Johnny Weissmuller, Jr. (September 23, 1940 San Francisco-July 27, 2006 San Francisco) a.k.a. Johnny Weissmuller or John Scott Weissmuller Jr. was an American actor and stevedore.

He was the son of the famous Olympic gold medal swimmer and actor Johnny Weissmuller Sr. Johnny Jr. followed in his father's footsteps as an actor and appeared in several movies, including "Jungle Warriors" and "The Lion Roars Again." However, he did not achieve the same level of success as his father. Johnny Jr. later worked as a stevedore on the San Francisco docks. He was married three times and had three children. Johnny Jr. passed away in 2006 at the age of 65 from liver cancer.

Read more about Johnny Weissmuller, Jr. on Wikipedia »

Charles Arnt

Charles Arnt (August 20, 1906 Michigan City-August 6, 1990 Orcas) also known as Charlie Arnst, Charlie Arnt, Charles Arndt or Charles E. Arnt was an American actor.

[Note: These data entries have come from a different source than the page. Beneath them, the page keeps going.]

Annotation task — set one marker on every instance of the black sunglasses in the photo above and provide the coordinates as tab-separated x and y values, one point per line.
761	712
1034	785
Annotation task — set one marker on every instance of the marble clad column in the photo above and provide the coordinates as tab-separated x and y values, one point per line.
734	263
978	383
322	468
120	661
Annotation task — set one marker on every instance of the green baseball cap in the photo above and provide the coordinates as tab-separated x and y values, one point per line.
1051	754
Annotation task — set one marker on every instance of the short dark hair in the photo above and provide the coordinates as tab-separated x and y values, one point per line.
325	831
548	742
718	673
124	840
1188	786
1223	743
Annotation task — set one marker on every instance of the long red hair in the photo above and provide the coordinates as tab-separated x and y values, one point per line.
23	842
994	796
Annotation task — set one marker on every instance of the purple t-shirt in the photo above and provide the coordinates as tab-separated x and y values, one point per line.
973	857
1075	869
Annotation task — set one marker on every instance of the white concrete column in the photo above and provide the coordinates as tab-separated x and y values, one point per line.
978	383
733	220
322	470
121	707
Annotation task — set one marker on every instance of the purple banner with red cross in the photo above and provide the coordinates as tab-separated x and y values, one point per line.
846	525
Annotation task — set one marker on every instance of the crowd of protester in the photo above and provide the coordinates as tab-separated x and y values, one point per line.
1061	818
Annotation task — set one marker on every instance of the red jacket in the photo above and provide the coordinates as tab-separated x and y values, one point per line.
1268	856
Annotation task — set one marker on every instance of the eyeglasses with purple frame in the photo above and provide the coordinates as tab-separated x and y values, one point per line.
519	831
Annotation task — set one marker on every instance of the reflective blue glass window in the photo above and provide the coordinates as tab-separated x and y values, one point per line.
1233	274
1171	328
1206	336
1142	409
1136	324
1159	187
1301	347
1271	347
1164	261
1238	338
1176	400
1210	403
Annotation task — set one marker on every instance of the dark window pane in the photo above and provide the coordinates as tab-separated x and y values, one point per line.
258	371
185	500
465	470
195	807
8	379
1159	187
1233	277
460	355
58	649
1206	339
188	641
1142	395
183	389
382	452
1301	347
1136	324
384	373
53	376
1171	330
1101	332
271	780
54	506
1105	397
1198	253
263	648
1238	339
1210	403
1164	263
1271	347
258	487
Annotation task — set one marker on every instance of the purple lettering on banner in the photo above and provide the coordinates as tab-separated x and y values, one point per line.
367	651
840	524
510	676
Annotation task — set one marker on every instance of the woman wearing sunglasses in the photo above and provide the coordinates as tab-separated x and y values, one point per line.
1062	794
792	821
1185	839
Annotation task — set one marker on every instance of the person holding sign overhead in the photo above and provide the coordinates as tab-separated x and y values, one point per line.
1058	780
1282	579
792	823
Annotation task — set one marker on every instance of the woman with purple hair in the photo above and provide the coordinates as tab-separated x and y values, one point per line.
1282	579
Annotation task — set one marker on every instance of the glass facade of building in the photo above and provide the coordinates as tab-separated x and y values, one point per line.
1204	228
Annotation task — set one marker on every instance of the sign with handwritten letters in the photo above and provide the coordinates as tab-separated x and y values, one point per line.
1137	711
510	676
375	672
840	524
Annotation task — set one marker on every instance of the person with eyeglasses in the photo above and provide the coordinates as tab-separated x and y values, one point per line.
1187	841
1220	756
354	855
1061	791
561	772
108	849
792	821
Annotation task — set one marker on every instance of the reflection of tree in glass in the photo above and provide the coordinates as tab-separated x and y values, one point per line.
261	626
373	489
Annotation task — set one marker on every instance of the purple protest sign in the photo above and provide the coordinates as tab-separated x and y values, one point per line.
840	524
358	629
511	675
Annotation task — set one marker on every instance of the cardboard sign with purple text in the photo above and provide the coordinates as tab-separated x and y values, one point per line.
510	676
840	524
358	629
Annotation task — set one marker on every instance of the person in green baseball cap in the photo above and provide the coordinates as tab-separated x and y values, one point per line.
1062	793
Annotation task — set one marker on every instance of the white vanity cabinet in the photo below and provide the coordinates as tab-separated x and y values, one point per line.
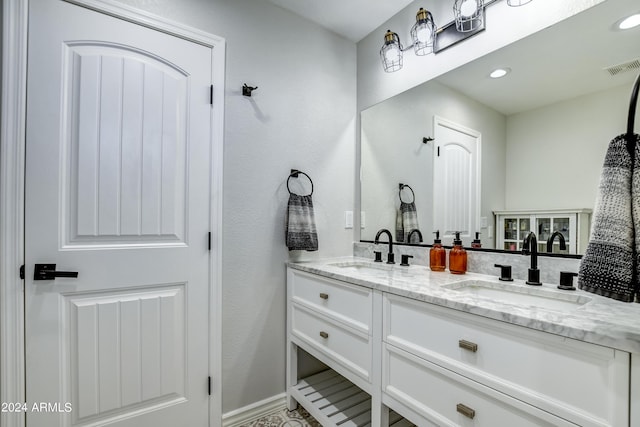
332	321
436	366
450	368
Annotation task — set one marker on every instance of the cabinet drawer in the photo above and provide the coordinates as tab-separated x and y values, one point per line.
585	383
347	346
348	303
447	399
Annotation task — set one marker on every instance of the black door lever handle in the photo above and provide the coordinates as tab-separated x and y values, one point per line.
48	272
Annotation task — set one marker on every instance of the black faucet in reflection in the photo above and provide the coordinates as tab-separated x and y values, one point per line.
415	230
560	236
530	247
390	256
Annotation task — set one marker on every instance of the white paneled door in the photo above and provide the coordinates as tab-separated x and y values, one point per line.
118	170
456	180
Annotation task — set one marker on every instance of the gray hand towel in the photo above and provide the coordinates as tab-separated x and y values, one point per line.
300	225
609	264
409	221
399	227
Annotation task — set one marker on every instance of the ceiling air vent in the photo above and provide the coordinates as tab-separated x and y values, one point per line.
622	68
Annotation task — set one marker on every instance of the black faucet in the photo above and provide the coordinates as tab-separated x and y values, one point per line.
563	245
390	256
415	230
530	241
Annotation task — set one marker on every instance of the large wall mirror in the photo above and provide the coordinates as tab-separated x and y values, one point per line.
540	135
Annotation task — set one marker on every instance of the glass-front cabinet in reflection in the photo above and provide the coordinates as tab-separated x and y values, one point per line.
570	225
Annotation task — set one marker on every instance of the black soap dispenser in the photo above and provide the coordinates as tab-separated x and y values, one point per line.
476	242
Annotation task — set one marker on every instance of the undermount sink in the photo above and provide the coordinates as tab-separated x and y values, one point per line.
519	294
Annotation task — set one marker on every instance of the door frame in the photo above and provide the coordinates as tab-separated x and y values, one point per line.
12	196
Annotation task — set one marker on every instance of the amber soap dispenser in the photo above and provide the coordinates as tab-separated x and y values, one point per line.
437	254
457	257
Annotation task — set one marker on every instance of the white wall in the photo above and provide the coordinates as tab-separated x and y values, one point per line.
505	25
555	153
302	116
393	152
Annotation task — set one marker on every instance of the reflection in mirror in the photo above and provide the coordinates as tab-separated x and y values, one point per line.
543	130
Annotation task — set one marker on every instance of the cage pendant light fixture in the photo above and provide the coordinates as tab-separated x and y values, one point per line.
391	52
423	33
468	14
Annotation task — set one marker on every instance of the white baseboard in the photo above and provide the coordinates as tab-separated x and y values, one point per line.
254	411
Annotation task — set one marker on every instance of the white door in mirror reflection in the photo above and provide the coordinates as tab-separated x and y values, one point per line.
456	180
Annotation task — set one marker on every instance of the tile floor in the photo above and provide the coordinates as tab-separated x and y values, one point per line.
286	418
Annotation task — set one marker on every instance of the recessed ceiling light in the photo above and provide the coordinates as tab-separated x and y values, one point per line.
630	22
499	72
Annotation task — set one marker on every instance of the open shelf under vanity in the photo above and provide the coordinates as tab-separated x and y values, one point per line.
333	400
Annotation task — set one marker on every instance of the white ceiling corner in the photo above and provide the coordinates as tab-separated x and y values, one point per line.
352	19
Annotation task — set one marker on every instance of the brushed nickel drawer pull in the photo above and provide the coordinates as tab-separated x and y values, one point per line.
468	345
465	410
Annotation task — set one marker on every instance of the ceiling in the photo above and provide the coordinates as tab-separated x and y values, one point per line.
353	19
567	59
558	63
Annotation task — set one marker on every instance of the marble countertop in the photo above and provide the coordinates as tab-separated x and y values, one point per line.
600	320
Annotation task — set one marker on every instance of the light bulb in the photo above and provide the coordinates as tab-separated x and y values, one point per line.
468	8
499	72
392	54
423	34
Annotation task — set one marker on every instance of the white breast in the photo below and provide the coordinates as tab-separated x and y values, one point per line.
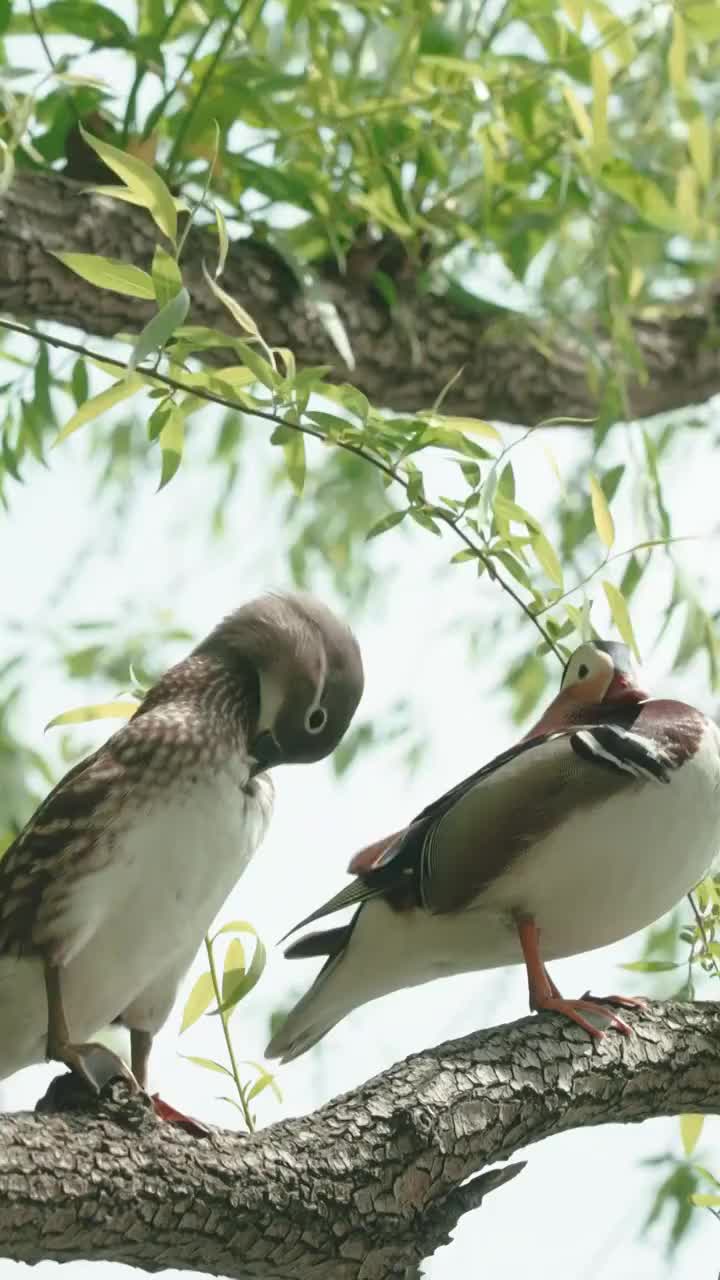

He had a prolific career in Hollywood, appearing in over 100 films and TV shows. Arnt started his acting career in the 1930s in New York City before making his way to Hollywood in the 1940s. He was often cast in supporting roles, typically as a charming, comedic character. Some of his notable film credits include "Never Give a Sucker an Even Break" (1941), "The Postman Always Rings Twice" (1946), and "A Star is Born" (1954). Arnt also had a successful career in television, appearing on popular shows such as "I Love Lucy", "The Twilight Zone", and "The Andy Griffith Show". Despite his success as an actor, Arnt never achieved leading man status and often joked about being a dependable "second banana" in interviews. Arnt passed away in 1990 at the age of 83.